Teaching Adverbs, Noun of Direct Address, and Appositives
One of my favorite ways to teach is to build a sentence.
We began my class with a simple imperative sentence and then added the pieces we are practicing today.
We started with “Sing a song,” which is a simple imperative sentence.
I asked my class, “Who are we asking/commanding to sing a song?”
Someone suggested Lucy, so I added that to the sentence, and we as a class noted that it was a noun of direct address. Someone added, “Can it be Lucy the dog?” Sure, I said. We need an appositive.
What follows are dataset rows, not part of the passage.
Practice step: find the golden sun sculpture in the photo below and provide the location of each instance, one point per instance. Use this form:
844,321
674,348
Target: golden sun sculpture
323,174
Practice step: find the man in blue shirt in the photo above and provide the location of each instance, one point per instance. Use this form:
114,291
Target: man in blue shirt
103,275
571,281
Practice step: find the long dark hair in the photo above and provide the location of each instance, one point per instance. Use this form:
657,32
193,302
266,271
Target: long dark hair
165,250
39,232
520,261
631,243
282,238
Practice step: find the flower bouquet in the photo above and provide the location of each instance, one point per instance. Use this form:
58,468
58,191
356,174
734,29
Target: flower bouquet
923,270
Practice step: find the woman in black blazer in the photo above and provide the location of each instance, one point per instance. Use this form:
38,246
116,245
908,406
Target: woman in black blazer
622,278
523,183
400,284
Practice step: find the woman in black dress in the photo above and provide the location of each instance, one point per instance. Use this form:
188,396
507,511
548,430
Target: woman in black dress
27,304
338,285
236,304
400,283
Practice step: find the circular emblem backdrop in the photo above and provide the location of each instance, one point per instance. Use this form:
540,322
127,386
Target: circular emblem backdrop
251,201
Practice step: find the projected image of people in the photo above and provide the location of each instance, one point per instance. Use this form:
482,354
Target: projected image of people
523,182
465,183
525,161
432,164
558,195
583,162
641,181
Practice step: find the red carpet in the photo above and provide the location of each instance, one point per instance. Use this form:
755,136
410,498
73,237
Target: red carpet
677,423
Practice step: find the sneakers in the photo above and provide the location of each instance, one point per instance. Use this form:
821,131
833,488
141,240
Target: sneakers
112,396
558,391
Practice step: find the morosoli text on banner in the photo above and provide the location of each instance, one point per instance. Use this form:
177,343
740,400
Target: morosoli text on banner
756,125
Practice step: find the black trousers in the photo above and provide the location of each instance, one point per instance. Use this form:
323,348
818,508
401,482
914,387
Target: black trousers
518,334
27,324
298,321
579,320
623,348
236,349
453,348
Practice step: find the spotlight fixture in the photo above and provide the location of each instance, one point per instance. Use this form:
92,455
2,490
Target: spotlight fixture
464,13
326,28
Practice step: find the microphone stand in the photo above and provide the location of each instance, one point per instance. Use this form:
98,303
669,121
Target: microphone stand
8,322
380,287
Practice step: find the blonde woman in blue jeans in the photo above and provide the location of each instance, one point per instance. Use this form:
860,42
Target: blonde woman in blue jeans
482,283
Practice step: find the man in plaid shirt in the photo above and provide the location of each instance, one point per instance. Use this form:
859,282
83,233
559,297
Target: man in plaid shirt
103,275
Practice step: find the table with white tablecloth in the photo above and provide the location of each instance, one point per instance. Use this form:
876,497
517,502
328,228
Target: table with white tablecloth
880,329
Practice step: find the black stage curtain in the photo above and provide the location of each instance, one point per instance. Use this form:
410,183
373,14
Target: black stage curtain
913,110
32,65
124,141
Then, I asked the students to add an adverb (an -ly adverb) that answers the question how. Someone suggested “loudly.” Then, I asked for a prepositional phrase that is adverbial – that is, it must answer a “where” or “when” type question. I had several suggestions – such as “at the park,” “near the river,” or “after dark.” Students wrote down their own ideas on their boards, and I wrote “at the park” on my board.
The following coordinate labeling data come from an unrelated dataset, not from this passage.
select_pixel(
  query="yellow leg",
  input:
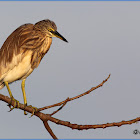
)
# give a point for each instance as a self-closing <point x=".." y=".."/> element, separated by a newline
<point x="25" y="100"/>
<point x="12" y="98"/>
<point x="8" y="88"/>
<point x="24" y="94"/>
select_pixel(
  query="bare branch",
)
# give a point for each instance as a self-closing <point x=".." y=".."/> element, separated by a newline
<point x="48" y="117"/>
<point x="76" y="97"/>
<point x="60" y="107"/>
<point x="49" y="130"/>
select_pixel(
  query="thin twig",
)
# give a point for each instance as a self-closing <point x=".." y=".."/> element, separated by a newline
<point x="76" y="97"/>
<point x="60" y="107"/>
<point x="49" y="130"/>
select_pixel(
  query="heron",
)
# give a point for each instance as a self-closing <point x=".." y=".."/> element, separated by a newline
<point x="23" y="51"/>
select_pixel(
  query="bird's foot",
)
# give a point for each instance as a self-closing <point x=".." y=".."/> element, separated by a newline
<point x="16" y="104"/>
<point x="34" y="110"/>
<point x="24" y="108"/>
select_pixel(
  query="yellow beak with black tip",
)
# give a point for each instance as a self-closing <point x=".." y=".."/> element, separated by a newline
<point x="56" y="34"/>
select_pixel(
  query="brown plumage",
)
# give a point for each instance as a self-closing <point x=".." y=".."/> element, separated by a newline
<point x="22" y="52"/>
<point x="31" y="41"/>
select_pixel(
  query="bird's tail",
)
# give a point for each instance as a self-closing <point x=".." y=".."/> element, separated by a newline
<point x="1" y="85"/>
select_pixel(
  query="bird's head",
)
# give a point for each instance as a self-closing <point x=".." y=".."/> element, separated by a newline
<point x="49" y="28"/>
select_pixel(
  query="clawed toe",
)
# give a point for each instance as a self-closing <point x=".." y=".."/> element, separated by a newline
<point x="16" y="104"/>
<point x="34" y="110"/>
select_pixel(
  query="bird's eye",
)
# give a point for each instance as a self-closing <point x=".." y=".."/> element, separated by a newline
<point x="50" y="29"/>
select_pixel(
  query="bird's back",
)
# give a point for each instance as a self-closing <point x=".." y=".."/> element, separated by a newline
<point x="10" y="52"/>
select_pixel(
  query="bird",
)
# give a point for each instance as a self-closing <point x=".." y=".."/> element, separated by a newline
<point x="23" y="51"/>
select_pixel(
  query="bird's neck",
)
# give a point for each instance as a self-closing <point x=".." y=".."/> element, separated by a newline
<point x="40" y="52"/>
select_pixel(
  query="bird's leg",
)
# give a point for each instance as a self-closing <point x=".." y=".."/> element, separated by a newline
<point x="24" y="94"/>
<point x="25" y="100"/>
<point x="12" y="98"/>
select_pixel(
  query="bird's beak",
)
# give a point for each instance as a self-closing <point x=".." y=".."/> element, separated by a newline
<point x="56" y="34"/>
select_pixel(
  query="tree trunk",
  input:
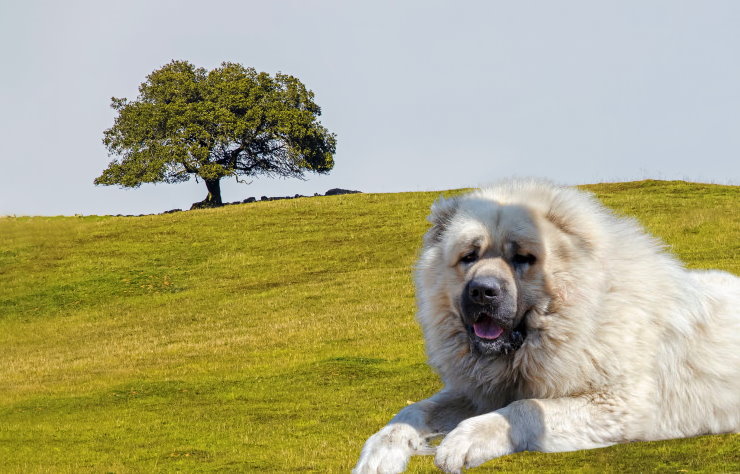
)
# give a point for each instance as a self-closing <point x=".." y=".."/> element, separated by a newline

We also decided to change the verb to “howl” because we were addressing a dog.
Then, I had students take turns coming to the board, and each student added one piece to the diagram. They knew the words and phrases were adverbs because I had asked them to come up with adverbs – no guesswork.
Students had freedom to vary their sentences on their own boards, but knew how to diagram their own sentences because they fit the patterns on the board.